Okay this is just a small rabbit hole I went down last week, another in a line of inexplicable behavior patterns. I was reading a book by a thru-hiker and she was waxing poetic about a particular Bob Marley t-shirt she was given. Thru hikers carry very little clothing on their treks, so the three shirts you are carrying take on some importance. So I stood back and examined what t-shirts with ‘stuff’ on them, concert shirts, advertising, souvenir, gift, or experience shirts MEAN in modern American society.
Over the decades I have HAD a few t-shirts with ‘stuff’ on them that I was very fond of, but by this point in my life, I had frittered them away by wearing them and washing them and wearing them out. Personally i don’t LIKE having things printed ON My tits. But I NOW see that having a t-shirt with something on it, is appropriate attire for certain occasions, usually something laborious and casual: hiking, moving boxes, cleaning attics, outdoor group activities like sports, or river cleanups etc…now i have participated in all of these things and because I choose my clothes for their utility and life expectancy, my chosen shirt has nearly always been a solid color thick t-shirt, a navy pocket free Champion – which says NOTHING about me.
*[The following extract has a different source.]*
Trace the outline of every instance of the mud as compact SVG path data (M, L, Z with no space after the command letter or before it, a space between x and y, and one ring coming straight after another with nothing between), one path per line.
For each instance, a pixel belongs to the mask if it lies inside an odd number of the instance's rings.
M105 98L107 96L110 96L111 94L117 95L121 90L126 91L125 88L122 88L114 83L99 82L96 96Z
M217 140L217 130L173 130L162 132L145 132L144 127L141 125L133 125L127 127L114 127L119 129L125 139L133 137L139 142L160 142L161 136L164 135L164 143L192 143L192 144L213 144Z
Do I WANT my chest to say something? What do i want it to say? since I have avoided collecting ‘participation’ shirts, even so far as taken them when proffered and donating them on the way home. I had nothing ‘personal’ to express. I WISH I still had t-shirts from concerts I attended back in the 80s and 90s but I am sure I wouldn’t fit in them if i did. I have steadfastly refused all brand labels on my clothes, even so much as removing them with seem rippers, I would be hardpressed to think of one I WOULD promote on my billboard sized boobs. I would love to have the balls to wear a Hunter Thompson or Warren Zevon’s skull themed design at 28 yes, at 52 NO, that would definitely attract unwanted attention.
So I made up some of my ‘rules’ and I started looking for a couple to add to my wardrobe. narrowing my criteria down to something an actual Mainer would wear but not a tourist. Something not too populist, but not too obscure. On ebay I found that most of the concert shirts I once owned are now ridiculously expensive, and generally not something i could afford to wear and abuse – aside from that, there about one Jillion shirts on ebay if you have the time to browse them. And the only concert shirts you will find at thrift stores are few and far between, they must all fly out the door and onto ebay within minutes, perhaps even the backdoor. By repeatedly checking I found out that if you see something you like buy it cause it won’t be there the next day. That’s why happened to the lobster and the blowfish t-shirts, i was undecided about them, until they were gone.
I eventually bought a handful to try on account – the ‘fit’ would also have to be taken into account. If I didn’t like wearing it, it would just be taking up room in the drawer so I felt test driving was called for.
Right now MY shirt of choice is this stylized MAINE shirt. One would consider it a tourist shirt, but it’s subtle and so comfortable I think i have had it on for a couple of days now. I don’t expect it to last very long if i love it to death. So far it’s the only KEEPER in the bunch though the Moose is now a favorite design. And who knows perhaps I will acquire some NEW ‘participation’ shirts as I go along.